90% of sushi is cooked fish, sashimi is raw fish


----------



## Dunkem (May 8, 2012)

utahtim said:


> 90% of sushi is cooked fish, sashimi is raw fish


It is also the word used for #1 quality fish,ie: sashimi grade tuna,sword,etc.The product still needs to be blast or flash frozen to be safe.Actually raw shrimp and sea scallops are good.


----------



## hondodawg (Mar 13, 2013)

Completely unrelated. 
I was in Jackson Hole at Albertsons yesterday. The dude making sushi forgot to take the tissue out if his bloody nose.


----------



## Dunkem (May 8, 2012)

hondodawg said:


> Completely unrelated.
> I was in Jackson Hole at Albertsons yesterday. The dude making sushi forgot to take the tissue out if his bloody nose.

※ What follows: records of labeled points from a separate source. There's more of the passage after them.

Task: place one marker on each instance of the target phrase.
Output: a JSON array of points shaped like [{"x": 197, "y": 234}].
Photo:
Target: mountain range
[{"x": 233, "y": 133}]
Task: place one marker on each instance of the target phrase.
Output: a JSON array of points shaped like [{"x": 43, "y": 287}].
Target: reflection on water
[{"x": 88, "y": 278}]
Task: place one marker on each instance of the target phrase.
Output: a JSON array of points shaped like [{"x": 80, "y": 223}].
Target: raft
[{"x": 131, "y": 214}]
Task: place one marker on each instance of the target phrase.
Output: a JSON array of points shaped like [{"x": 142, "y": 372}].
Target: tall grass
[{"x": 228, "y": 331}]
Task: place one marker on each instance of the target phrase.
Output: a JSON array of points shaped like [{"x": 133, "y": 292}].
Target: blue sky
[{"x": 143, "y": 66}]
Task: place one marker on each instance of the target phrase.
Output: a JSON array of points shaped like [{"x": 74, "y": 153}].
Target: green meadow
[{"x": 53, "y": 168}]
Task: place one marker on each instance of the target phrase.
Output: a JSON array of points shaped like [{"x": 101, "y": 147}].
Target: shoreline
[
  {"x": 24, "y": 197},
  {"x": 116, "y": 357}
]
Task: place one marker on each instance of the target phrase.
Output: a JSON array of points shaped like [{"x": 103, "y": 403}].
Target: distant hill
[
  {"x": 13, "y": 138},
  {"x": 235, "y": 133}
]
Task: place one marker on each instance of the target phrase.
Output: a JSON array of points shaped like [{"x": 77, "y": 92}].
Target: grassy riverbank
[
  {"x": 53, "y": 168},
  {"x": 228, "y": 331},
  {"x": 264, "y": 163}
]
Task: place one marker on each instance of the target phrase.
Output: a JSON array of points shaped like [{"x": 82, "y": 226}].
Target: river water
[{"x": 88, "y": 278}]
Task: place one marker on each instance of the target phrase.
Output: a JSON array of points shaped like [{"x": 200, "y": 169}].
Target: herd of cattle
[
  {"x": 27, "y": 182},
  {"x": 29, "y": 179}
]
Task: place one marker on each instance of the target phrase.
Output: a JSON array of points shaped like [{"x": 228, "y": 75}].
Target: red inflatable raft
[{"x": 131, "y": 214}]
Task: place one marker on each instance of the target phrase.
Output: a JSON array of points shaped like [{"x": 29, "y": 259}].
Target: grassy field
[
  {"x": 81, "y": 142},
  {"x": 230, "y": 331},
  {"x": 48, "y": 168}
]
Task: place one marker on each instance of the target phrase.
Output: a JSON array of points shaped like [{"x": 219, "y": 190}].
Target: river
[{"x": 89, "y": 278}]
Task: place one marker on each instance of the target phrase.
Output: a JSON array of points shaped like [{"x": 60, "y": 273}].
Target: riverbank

uke: I bet thats snot good sushi-O,-


----------



## 30-06-hunter (Sep 22, 2013)

Dunkem said:


> It is also the word used for #1 quality fish,ie: sashimi grade tuna,sword,etc.The product still needs to be blast or flash frozen to be safe.Actually raw shrimp and sea scallops are good.


Or ceviche, mm!


----------



## 30-06-hunter (Sep 22, 2013)

So the biggest question is, where did you catch this tuna? This is the fishing section after all.


----------



## huntn30inchers (Apr 21, 2014)

Utah lake, that was my next question.... are they native?


----------